Hi! This is an especially good topic for me. I'll try to explain my own process, and experience of where and how to learn chords. I started teaching myself Mandolin in the 1970s. I was not a clean player, and was, for a long time, very, very dissatisfied with my mandolin technique or lack of same. Friends and I created several open jams. Jamming is the best thing in the world!!! It's not only a great "high" but is how to learn new stuff!
After about 2 years of playing fiddle tunes on mandolin, and improvising on them, (didn’t know how to do chords!) I moved to an area where there were no open jams. So I switched to piano, which I'd played for my whole life anyway. Some 20 years later, I took up mandolin again. That was about 5 years ago. My technique was still horrible. Fortunately, I know what great technique FEELS LIKE because of a super wonderful piano teacher I had. He corrected all my piano technical problems, and my piano technique is excellent. I wanted that feel on the mandolin, and I didn't have it, couldn't figure out what to do. Also, the strings buzzed when I fretted them.

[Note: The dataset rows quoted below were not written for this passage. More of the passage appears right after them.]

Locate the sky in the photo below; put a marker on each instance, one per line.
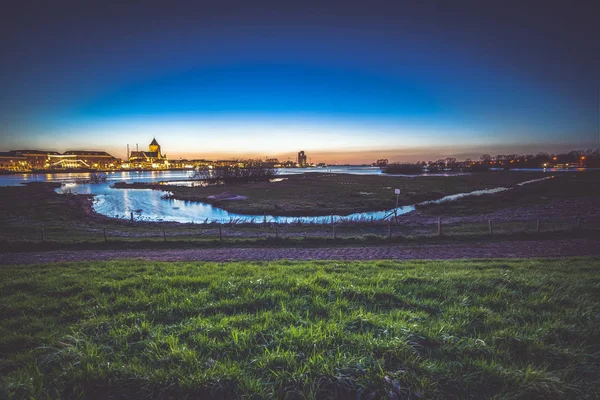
(347, 82)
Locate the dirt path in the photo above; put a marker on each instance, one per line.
(523, 249)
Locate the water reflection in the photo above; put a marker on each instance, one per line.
(150, 205)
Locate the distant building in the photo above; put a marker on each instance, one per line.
(301, 159)
(37, 159)
(93, 159)
(153, 158)
(11, 162)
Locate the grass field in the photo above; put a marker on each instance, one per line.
(454, 329)
(566, 186)
(68, 220)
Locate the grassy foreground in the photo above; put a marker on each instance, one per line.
(452, 329)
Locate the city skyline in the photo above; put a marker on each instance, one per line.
(345, 84)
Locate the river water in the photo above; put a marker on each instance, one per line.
(149, 205)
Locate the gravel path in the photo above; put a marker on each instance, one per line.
(522, 249)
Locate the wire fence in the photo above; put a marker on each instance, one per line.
(378, 229)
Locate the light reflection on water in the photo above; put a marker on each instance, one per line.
(147, 204)
(120, 203)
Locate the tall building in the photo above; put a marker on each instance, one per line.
(153, 158)
(301, 159)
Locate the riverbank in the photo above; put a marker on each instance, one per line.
(320, 194)
(35, 216)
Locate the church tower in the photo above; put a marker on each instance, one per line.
(154, 146)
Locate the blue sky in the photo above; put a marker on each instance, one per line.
(346, 84)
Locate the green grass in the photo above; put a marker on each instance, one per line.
(451, 329)
(565, 186)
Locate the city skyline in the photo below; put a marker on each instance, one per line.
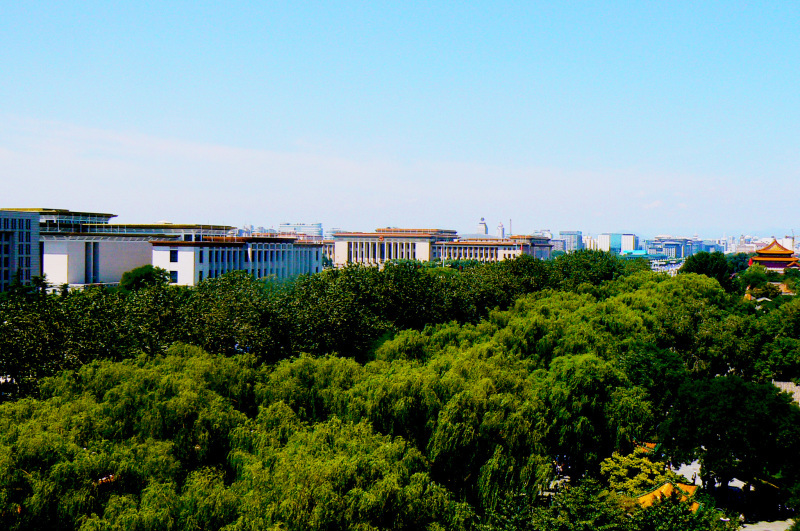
(677, 119)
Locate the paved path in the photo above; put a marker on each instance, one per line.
(769, 526)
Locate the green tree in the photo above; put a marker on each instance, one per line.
(712, 265)
(143, 276)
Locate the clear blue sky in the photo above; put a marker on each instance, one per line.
(654, 117)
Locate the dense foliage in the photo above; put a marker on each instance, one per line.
(501, 396)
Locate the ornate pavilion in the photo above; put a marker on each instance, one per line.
(775, 257)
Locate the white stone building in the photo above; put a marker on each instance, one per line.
(376, 248)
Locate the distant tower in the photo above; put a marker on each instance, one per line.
(483, 228)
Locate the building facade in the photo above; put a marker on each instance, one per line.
(20, 255)
(573, 240)
(84, 248)
(189, 263)
(303, 230)
(377, 248)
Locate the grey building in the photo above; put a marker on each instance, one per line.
(573, 240)
(20, 257)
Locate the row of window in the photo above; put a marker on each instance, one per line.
(23, 262)
(11, 223)
(223, 256)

If you can find a COMPETENT and excellent mandolin player and teacher, you'll advance fast! In a community college beginning mandolin class (I was very rusty of course, after 20 years), I met a fabulous mandolin player, who also, by some miracle is an excellent teacher. He had the class learning ---arggghhh! -- CHORDS!! I started playing chords then. Since then, every few weeks or months, I have a lesson with him. The way I learn is, I ask questions, and he answers them, and shows me what to do, and waits and advises while I do that technique. Examples: Q: "What is wrong - the strings buzz." His answer/demonstration: "Your fingers are not close enough to the frets. You need to fret as close as possible to the fret." That was 90% of my problem, so things went much, much better from then on. On my octave mandolin, the buzzing was very bad indeed. My teacher actually said (wrongly) that that was "just how it is with the instrument." Not! I took it to a luthier. All he did was put the next heavier gauge strings on it -- no more buzzing.
One final word in this long post -- books very often do not have good, easy to play, mandolin chords. One person told me that's because these book chords are formed "theoretically," by guitar players! It would be so great to have a good chord book written/compiled by a top mandolin player. That said, the way to learn chords is from really good mandolin players. They have cool chords you won't find in any book. Plus, you can figure out your own chords sometimes if you know the names of the notes in that particular chord. (A - C# - E for the A [major] chord, for instance). As for trusting my ear alone to figure out new chord shapes, just want to say I have an excellent ear, but it does not always tell me how to play a chord somewhere I'm not familiar with. Maybe some other people can rely solely on their ear, but that does not work for me, and I've tried playing over the years with a lot of people who use their ears only, but their ears are not that great and the chords they come up with do not "work" with the tunes. So it pays to know the notes in the chords you are likely to use. In Old Time music, which I play, the main chords are in the keys of G, A, D.